And so, some 24 years after her grandmother introduced her to tatreez, which is the Arabic term for this traditional type of Middle Eastern needlework, Masri started Tirazain, the first digital embroidery database of traditional Palestinian cross-stitching patterns including the information on their origin and aesthetic features. Typical examples are palm trees, jagged patterns in different colours or patterns that resemble tiles on the Noble Sanctuary or Haram al-Sharif in Jerusalem.

Only, creating such a database turned out to be much more time-consuming than expected. Since none of the existing digitisation software options were accurate enough to decipher the stitches automatically, Masri started to break down motifs manually on digital grids.

"I've spent thousands of hours digitalising motifs stich by stitch," she said, adding that this makes them printable for manual cross-stitching and downloadable for machine embroidery.

Meanwhile, around 1,000 such patterns are available for download on her database, which has been slowly growing since October 2021 and was only officially launched this summer. Her breakdown of statistics show that already more than 1,000 people access the patterns every day, and the community is growing. 

Elderly lady sits on a couch wearing a traditional Palestinian dress with tatreez embroidery
Bound up with memories: Zain Masri still remembers the vibrant feeling of completing her first cross-stitch motif at the age of 7. "For years, it remained my favourite holiday activity at my grandmother's place in Jordan," said the 31-year-old (image: courtesy of Zain Masri)

Palestinian embroidery: 'Intangible cultural heritage'

While cross-stitching on dresses and fabrics has a long tradition throughout the Middle East, with the earliest findings dating back to ancient Egypt, Palestinian embroidery carries additional significance. This was recognised by the United Nations Educational, Scientific and Cultural Organization, or UNESCO, who put the art of Palestinian embroidery on the Representative List of the Intangible Cultural Heritage of Humanity in 2021.

"In the Palestinian culture, embroidery was always used as a story-telling technique," Masri said, adding that "according to the embroidery and the colour of the thread, you could tell exactly where a woman is from, if she is single, married, if she has children, is divorced or if she is a widow."

For example, when a woman got married, her main, and often only, dress was embroidered with a red thread. Then, when the woman got pregnant, the same dress was temporarily altered with fabric patches on the sides, and later cut around the chest during the period of breastfeeding. Each alteration was complemented with cross-stitching.

"When the woman got divorced or became a widow, motifs in darker colours were added and, over time, this dress depicted her personal life story," Masri said. "These dresses have become family treasures as they tell the story of the women in the family."

Menswear, however, never really carried the same traditional embroidery. The only exception was an embroidered handkerchief, which was usually prepared by the future wife for her groom.

Other typical embroidered items of the dowry were pillow covers or decorative items for the household.

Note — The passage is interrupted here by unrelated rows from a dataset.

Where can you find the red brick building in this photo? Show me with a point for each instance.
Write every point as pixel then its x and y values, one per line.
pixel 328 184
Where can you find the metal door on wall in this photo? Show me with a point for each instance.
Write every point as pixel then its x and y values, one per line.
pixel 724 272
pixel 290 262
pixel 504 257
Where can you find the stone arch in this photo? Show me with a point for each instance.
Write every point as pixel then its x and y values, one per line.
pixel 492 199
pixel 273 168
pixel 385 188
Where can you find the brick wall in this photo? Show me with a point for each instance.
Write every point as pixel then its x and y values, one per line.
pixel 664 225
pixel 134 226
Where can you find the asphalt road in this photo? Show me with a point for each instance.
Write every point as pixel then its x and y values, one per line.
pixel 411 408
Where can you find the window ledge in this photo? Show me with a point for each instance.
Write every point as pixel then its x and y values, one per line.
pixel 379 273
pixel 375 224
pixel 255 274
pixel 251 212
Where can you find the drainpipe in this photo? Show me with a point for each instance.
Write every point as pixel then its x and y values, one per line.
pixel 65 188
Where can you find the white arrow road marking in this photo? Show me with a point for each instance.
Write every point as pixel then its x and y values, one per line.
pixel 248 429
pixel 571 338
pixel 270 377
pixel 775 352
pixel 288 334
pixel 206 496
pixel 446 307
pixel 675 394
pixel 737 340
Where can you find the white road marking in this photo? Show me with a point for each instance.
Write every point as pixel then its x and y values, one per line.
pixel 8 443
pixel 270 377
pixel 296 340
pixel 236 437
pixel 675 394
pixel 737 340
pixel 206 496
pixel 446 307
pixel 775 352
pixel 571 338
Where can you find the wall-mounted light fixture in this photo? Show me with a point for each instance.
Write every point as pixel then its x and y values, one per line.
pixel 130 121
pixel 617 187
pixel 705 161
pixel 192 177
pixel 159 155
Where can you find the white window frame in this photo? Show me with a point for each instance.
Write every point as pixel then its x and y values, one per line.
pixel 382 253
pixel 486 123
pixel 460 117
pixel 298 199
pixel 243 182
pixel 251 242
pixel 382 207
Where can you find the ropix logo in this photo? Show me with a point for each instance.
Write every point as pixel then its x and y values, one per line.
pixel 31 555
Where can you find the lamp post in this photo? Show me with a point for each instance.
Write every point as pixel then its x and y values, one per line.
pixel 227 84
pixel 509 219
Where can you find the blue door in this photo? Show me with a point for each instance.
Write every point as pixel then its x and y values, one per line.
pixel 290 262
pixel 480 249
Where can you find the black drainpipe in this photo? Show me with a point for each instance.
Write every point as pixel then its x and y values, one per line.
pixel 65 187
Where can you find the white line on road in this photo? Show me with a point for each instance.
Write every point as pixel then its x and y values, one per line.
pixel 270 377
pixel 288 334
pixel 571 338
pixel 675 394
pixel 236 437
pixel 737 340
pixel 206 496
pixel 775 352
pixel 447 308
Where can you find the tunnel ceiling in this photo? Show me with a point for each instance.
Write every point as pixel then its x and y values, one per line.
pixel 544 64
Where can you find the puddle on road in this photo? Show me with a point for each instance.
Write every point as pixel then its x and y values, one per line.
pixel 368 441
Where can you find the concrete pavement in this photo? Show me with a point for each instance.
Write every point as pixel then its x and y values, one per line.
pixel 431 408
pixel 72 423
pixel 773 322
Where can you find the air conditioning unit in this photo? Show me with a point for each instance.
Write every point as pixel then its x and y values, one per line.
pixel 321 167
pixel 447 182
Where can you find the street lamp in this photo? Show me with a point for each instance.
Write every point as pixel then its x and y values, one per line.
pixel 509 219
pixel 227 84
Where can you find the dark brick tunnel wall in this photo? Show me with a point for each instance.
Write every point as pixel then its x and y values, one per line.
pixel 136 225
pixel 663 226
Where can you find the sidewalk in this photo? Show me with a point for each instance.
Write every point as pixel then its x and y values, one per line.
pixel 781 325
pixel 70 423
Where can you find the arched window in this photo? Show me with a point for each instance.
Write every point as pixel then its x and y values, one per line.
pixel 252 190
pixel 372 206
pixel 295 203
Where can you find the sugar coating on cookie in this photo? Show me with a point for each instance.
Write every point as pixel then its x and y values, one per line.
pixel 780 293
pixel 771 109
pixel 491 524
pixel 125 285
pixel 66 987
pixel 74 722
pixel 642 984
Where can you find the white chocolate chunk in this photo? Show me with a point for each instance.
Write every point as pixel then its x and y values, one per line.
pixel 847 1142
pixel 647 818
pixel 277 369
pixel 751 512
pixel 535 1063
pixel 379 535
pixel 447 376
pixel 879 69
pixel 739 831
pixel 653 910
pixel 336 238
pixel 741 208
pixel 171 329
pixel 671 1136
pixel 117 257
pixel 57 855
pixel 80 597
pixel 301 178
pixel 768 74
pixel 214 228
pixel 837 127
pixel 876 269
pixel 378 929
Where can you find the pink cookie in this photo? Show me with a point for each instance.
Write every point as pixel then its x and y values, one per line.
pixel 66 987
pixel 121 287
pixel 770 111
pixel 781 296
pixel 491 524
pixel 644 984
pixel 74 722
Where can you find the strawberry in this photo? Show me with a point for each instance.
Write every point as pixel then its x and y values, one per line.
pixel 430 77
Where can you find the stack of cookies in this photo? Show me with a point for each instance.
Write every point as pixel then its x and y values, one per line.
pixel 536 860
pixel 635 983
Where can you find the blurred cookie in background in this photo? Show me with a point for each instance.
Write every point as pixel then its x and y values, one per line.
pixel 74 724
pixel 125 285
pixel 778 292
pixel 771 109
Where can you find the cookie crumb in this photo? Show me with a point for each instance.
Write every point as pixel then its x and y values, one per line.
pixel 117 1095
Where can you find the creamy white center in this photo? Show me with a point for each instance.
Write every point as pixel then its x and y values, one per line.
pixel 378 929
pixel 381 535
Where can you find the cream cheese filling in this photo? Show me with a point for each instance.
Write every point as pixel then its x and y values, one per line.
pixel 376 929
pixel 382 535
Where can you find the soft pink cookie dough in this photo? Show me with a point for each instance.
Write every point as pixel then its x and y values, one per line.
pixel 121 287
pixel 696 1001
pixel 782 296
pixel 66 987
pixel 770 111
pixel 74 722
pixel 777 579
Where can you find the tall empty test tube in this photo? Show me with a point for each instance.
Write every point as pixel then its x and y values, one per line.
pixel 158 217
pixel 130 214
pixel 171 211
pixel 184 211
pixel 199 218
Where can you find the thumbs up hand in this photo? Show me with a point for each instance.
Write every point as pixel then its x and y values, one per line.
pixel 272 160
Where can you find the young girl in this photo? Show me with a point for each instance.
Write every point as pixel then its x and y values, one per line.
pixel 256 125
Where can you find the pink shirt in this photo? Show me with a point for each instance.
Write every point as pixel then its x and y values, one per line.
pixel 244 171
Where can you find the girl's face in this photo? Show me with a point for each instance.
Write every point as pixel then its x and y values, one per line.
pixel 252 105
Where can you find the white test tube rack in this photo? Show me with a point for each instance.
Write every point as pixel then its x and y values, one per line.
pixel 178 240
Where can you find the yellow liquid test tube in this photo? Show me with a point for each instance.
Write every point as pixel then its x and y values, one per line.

Zain Masri, who was born in the United States, happily points to her two cross-stitched pillows on the sofa in her living room. "I love textile art and these are just so beautiful," she said.

Screenshot of a digitised "tatreez" pattern in red
Each cross-stitch pattern was manually transferred on digital grid paper by Zain Masri over a period of two years (image: courtesy of Zain Masri)

Award-winning women empowerment

While Tirazain is Zain Masri's first private passion project, which won Bronze for the Best Community Engagement in Education, Art and Culture at this year's Anthem Awards, it is not the first time her projects that promote digital literacy and economic empowerment for Arab women have attracted attention.

For example, her digital skills education programme "Maharat min Google" (Building capabilities with Google) has reached almost two million people in the Middle East, and her YouTube Balata project, a content hub that features hundreds of women entrepreneurs in the Arab World, is widely acclaimed in the Arabic speaking region. 

Over the past couple of years, Zain, who moved to Dubai in 2009, was selected to the Forbes 30 Under 30 list, and the Arab America Foundation 30 Under 30 list. She has also been appointed a UN Women Advocate and an IMF Youth Fellow. Her two grandmothers in Jordan have much reason to be proud of her.

"I know that for them, understanding the database is far-fetched, but when I showed them some of my finished pieces, they immediately connected with the patterns," Masri said, adding that "our family tradition lives on, online and offline."